White Columns Online #5:
Feel and Rhythms
curated by Ashton Cooper
April 24–June 2, 2018 OnlineSimone Meltesen
Untitled (Tablecloth), 2015
Acrylic stain on unprimed canvas
30 × 24 inches
Courtesy of the artist
Kurt Treeby
Disposable: Niagara Falls Winter Garden, 2016
Yarn, plastic canvas, tissue box, LED lighting
19 × 17 × 25 inches
Courtesy of the artist
Nikholis Planck
Ancestral Swamp, 2015
Silicone, collage, wood pencil, and water-soluble oil color on wax on canvas
49 × 47 inches
Courtesy of the artist
August Krogan-Roley
by the rivers of, 2013
Carpet collage
20 × 15 inches
Courtesy of the artist
Nicole Langille
pocket with pink and purple, 2016
Concrete and spray paint
16 × 24 × 1 inches
Courtesy of the artist
Whitney Lynn
Lot’s Daughters, 2016
Oil pastel, pencil, and masking tape on paper
60 × 56 inches
Courtesy of the artist
Garth Swanson
Courtyard, 2016
Oil and acrylic on handwoven canvas (hemp warp, cotton weft; fully selvaged)
16 × 14 inches
Courtesy of the artist
Sarah Zapata
Character of Color Phenomena (vessel), 2017
Natural and synthetic fiber, coiled rope
12 × 9 × 27 inches
Courtesy of the artist
Nancy White
01_2016, 2016
Acrylic on paper
8.75 × 7.625 inches
Courtesy of the artist
Erin Castellan
Peggy Myrtle, 2015
Beads, thread, found fabric
15 × 15 inches
Courtesy of the artist
Exhibition Description
In her landmark 1966 exhibition Eccentric Abstraction, Lucy Lippard brought together the work of Alice Adams, Eva Hesse, Louise Bourgeois, and others in a show that, in her words, was “devoted to opening up new areas of materials, shape, color, and sensuous experience.”
Reportedly first used by John Milton in 1641, the word sensuous was conceived to indicate a total engagement of the senses without the licentious undertones of “sensual.” Nearly 200 years later, sensuous found an advocate in Romantic poet Samuel Coleridge who argued for its utility in an essay penned in 1814: “Thus, to express in one word what belongs to the senses, or the recipient and more passive faculty of the soul, I have reintroduced the word sensuous, used, among many others of our elder writers, by Milton.”
What Coleridge would call “the recipient and more passive faculty of the soul,” Lippard would call body ego. She writes, “It is difficult to explain why certain forms and treatments of form should elicit more sensuous response than others. Sometimes it is determined by the artist’s own approach to his materials and forms; at others by the viewer’s indirect sensations of identification, reflecting both his personal and vicarious knowledge of sensorial experience in general. Body ego can be experienced two ways: first through appeal, the desire to caress, to be caught up in the feel and rhythms of a work; second, through repulsion, the immediate reaction against certain forms and surfaces which take longer to comprehend.”
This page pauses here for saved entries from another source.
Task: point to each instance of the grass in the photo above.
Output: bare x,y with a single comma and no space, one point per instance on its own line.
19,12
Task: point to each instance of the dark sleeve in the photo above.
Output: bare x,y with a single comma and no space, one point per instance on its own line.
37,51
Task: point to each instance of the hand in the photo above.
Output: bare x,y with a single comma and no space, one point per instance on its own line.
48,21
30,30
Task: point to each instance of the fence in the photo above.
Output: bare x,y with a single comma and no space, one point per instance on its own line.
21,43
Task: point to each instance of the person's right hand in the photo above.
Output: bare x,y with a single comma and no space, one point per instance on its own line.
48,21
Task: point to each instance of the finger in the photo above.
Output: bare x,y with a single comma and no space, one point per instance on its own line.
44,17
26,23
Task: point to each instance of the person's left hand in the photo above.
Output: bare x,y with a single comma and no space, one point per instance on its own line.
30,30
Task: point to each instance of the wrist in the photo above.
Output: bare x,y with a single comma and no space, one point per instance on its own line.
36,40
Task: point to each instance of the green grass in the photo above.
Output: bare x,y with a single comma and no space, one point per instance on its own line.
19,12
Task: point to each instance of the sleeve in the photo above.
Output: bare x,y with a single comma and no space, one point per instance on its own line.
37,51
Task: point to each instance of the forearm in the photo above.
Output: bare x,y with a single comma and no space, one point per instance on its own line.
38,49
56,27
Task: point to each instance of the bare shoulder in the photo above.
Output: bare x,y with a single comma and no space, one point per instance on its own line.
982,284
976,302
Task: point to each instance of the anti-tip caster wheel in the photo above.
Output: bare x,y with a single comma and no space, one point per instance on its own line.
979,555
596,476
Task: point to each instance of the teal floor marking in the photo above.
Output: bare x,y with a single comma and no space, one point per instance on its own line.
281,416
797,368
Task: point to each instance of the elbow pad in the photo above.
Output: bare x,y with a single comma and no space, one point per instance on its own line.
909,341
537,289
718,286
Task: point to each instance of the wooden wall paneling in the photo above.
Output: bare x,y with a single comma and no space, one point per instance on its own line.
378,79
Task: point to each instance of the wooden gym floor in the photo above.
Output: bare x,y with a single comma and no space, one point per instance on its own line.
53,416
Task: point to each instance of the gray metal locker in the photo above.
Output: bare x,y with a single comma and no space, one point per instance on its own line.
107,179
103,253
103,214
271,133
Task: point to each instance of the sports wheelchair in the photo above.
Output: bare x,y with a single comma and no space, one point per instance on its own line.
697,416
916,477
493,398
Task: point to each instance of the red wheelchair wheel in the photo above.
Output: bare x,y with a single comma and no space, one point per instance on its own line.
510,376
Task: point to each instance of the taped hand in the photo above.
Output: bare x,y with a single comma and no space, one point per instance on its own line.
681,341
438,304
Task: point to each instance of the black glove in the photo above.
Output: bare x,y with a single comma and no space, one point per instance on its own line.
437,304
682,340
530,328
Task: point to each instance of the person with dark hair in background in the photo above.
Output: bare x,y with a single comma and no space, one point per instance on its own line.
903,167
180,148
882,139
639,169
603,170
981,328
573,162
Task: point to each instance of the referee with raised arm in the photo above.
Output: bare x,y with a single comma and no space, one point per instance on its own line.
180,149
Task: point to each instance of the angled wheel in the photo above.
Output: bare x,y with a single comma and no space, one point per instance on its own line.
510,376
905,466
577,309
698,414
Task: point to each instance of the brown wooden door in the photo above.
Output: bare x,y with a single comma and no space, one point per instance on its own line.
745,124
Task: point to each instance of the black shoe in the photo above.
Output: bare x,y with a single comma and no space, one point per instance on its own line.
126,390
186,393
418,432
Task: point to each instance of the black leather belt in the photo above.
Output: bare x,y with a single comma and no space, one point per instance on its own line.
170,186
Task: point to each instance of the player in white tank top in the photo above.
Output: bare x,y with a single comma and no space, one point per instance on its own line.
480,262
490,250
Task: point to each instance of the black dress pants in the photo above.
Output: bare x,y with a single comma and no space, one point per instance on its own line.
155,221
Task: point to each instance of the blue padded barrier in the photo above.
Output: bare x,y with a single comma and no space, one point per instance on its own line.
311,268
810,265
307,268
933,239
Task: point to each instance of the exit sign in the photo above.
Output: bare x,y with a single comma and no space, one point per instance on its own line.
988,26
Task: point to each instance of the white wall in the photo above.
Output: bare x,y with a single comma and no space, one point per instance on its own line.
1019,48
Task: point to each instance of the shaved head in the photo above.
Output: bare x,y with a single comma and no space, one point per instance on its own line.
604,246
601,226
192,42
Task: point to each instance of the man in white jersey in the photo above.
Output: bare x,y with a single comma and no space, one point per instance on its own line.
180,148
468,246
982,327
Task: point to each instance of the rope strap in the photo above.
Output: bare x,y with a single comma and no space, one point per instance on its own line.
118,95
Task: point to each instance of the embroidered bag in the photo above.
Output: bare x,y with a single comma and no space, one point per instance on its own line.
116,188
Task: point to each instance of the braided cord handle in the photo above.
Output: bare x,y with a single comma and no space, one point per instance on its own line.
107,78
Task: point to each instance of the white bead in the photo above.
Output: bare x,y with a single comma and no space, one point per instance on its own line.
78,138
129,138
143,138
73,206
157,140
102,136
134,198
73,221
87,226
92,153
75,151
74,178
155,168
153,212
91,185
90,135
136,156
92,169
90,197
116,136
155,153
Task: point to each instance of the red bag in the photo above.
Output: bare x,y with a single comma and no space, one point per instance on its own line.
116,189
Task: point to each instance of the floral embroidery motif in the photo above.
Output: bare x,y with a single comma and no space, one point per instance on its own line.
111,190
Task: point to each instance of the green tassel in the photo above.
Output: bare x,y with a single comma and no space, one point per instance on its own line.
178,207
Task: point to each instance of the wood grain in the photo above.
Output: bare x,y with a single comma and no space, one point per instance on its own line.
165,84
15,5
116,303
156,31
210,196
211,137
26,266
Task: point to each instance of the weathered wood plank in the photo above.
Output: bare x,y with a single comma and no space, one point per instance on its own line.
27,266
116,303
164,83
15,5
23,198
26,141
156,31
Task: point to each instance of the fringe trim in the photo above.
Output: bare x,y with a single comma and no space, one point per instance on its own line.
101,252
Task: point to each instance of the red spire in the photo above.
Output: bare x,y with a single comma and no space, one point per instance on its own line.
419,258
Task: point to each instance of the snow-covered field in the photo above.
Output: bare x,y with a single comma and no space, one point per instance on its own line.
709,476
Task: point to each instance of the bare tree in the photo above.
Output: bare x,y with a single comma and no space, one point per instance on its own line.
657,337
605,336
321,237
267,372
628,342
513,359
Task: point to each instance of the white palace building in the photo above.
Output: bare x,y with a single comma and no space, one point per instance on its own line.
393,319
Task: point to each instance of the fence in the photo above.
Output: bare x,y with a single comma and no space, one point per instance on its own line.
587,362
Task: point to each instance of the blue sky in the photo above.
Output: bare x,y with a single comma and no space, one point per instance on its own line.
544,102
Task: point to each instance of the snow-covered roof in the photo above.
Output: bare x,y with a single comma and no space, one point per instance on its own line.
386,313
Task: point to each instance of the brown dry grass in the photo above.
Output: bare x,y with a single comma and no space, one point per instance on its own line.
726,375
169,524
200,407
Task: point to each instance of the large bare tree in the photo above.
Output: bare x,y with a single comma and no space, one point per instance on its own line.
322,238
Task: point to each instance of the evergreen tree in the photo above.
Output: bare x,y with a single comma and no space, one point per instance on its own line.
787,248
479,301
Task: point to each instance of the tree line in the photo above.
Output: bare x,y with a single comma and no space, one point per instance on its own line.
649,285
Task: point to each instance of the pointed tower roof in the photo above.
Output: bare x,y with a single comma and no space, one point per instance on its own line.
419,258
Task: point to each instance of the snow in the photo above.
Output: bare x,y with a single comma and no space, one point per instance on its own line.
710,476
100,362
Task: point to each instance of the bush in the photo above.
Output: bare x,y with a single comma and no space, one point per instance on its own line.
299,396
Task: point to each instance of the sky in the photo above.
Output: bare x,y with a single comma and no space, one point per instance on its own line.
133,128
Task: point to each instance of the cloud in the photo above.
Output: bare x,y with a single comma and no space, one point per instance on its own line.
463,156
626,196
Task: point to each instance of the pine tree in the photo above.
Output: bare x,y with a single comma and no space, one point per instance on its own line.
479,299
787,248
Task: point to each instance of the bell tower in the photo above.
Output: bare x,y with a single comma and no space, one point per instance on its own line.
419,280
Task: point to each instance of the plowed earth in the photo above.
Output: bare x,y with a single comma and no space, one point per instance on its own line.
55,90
The works assembled here incite this “desire to caress, to be caught up in the feel and rhythms of a work.” The acrylic stain in Simone Meltesen’s “Untitled (Tablecloth)” invokes the physical sensation of wet gingham fabric; Kurt Treeby’s “Disposable: Niagara Falls Winter Garden” also employs a pink grid, but in the form of a demolished landmark, which doubles as a tissue box holder that invites the viewer to grab and pull; “Ancestral Swamp,” painted by Nikholis Planck, urges one to plunge a hand or nose right into its sticky humid jumble; August Krogan-Roley’s carpet collage “by the rivers of” summons the feeling of the rough warp and weft of mass-produced carpet; even though constructed with concrete, Nicole Langille’s “pocket with pink and purple” tempts one to reach for a hidden interior; in “Lot’s Daughters” Whitney Lynn has reimagined the Biblical tale and made it cruder with the use of thickly applied oil pastel and the implication of incestual cradling; Garth Swanson’s unstretched and hand woven canvas in “Courtyard” takes on the quality of a well worn garment; “Character of Color Phenomena (vessel),” made by Sarah Zapata, beckons the viewer to run a hand along the repeated ridges of its coiled rope; the candy apple reds in Nancy White’s acrylic on paper piece “01_2016” suggest the taste of a sticky treat; and Erin Castellan’s “Peggy Myrtle” entices one to touch its bumpy beaded surface.
Ashton Cooper is an independent writer and curator living in New York.
This exhibition is the fifth in a series of online exhibitions curated exclusively from White Columns’ Curated Artist Registry.